I was hoping to see some serious consideration given to these kinds of benchmarks, considering Clickhouse is one of the most cost effective tools I've used in the real world and occasionally outperforms things like mapd.

I was expecting your solution to outperform Clickhouse at least in some aspects, and a benchmark showing where it wins. Instead you reveal ignorance of Clickhouse and even the benchmarks you linked.

Your comment comes off as incredibly arrogant and at the same time incredibly misinformed. Disappointing to see this attitude from the team.


I am ignorant of clickhouse. It doesn't really compete in the workloads we are interested in. Sorry you feel this way but we are a small team and need to consider tools that integrate with Apache Arrow and CUDF natively.

If it doesn't take input from Arrow and CUDF and it doesn't produce output that is Arrow CUDF or one of the file formats we are decompressing on the GPU. Then we don't care unless one of our users asks us for this.

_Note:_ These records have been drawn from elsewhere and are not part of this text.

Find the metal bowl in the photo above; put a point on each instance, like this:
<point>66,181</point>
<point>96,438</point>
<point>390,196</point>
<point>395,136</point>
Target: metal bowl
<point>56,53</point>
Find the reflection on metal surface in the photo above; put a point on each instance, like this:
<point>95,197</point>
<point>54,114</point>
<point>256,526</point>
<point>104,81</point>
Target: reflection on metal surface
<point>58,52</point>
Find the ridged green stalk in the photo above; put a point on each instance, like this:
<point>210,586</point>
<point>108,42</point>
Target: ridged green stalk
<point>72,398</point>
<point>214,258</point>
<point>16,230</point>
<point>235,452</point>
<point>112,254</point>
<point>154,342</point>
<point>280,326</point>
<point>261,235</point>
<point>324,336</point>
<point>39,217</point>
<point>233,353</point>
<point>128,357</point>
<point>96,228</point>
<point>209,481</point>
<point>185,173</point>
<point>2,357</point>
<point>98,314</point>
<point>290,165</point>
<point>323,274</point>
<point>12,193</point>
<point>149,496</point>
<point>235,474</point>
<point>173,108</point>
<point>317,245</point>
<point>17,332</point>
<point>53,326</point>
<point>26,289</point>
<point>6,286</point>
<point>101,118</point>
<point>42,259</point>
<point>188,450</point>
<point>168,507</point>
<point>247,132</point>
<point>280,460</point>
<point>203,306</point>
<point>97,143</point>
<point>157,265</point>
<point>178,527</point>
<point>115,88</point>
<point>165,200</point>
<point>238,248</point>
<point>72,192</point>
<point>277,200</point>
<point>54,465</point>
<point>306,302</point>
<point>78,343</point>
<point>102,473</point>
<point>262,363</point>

We are 16 people and a year ago were 5. We can't test everything out just the tools our users need to replace in their stacks. I apologize if I came off as arrogant. I have tourette's syndrome and a few other things that make it difficult for me to communicate, particularly when discussing technical matters. If I have offended you I do apologize but not a single one of our users has said to me I am using clickhouse and want to speed up my GPU workloads. Maybe its so fast they don't mind paying a serialization cost going from clickhouse to GPU workload and if so thats great for them!


Understood.

I do suggest you seriously benchmark against clickhouse, because where single node performance is concerned, it is the tool to beat outside arcane proprietary stuff like kdb+ and brytlytdb. I have used single-node clickhouse and seen interactive query times where an >10 node spark cluster was recommended by supposed experts.

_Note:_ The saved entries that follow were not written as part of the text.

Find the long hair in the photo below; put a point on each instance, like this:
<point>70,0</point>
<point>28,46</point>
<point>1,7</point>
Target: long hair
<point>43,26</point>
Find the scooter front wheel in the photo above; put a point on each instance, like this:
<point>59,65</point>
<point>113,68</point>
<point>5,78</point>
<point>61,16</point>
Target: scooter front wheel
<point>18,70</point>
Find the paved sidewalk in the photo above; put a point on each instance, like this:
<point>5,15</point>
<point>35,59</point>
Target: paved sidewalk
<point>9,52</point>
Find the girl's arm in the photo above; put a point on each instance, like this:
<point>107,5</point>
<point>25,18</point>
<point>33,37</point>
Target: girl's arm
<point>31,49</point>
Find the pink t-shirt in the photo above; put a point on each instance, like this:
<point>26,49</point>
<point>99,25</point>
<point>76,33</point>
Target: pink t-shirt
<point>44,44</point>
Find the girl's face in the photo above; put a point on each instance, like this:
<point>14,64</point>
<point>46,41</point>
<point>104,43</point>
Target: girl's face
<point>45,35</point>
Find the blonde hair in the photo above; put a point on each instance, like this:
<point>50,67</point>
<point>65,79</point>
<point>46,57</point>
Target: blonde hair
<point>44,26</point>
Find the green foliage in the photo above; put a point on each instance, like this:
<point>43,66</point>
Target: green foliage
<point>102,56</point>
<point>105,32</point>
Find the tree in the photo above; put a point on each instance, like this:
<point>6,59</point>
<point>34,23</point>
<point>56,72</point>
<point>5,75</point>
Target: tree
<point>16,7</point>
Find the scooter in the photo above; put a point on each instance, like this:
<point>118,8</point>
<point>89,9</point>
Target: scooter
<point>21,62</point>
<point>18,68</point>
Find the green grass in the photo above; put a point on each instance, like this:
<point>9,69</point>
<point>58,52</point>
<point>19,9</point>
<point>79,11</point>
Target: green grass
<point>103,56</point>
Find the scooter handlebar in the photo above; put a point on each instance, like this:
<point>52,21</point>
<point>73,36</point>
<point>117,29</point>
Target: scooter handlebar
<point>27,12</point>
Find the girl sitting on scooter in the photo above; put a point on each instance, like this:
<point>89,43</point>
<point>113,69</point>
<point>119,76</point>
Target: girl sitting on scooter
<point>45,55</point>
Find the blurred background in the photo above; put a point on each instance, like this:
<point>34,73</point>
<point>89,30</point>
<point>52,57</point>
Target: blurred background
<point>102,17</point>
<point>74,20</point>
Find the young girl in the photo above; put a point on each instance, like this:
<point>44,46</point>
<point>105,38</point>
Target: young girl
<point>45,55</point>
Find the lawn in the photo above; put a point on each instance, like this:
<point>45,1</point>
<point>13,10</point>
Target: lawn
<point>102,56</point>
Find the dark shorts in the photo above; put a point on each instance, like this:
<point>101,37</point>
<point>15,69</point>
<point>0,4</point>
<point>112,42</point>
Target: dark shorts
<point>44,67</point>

Clickhouse is not a mainstream tool (and I have discussed its limitations in other threads) but it is certainly rising in popularity, and in my view it comes pretty close to 1st place for general purpose perf short of Google scale datasets.


Ok. Right now we are in tunnel vision mode to get our distributed version out by GTC in mid march. We will benchmark against clickhouse sometime in March. Do you know of any benchmark tests that are a bit more involved in terms of query complexity? We are most interested in queries where you can't be clever and use things like indexing and precomputed materializations.

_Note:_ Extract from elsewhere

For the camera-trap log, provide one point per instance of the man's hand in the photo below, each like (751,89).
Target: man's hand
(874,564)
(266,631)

The more complex the query the less you can rely on being clever and the more the guts need to be performant and that is more important to us right now.


I work for Altinity, which offers commercial support for ClickHouse. We like benchmarks. :)

We use the DTC airline on time performance dataset (https://www.transtats.bts.gov/tables.asp?DB_ID=120) and Yellow Taxi trip data from NYC Open Data (https://data.cityofnewyork.us/browse?q=yellow%20taxi%20data&...) for benchmarking real-time query performance on ClickHouse. I'm working on publishing both datasets in a form that makes it easy to load them quickly. Queries are an exercise for the reader but see Mark Litwintschik's blog for good examples of queries: https://tech.marksblogg.com/billion-nyc-taxi-clickhouse.html.

We've also done head-to-head comparisons on time series using the TSBS benchmark developed by the Timescale team. See https://www.altinity.com/blog/clickhouse-timeseries-scalabil... for a description of our tests as well as a link to the TSBS Github project.


On an unrelated note: Oh, if you guys are using the OnTime data, have a look at this: https://github.com/eyalroz/usdt-ontime-tools


BTW, I think you do need to consider materialized views. ClickHouse materialized views function like projections in Vertica. They can apply different indexing and sorting to data. Unless your query patterns are very rigid it's hard to get high performance in any DBMS without some ability to implement different clustering patterns in storage.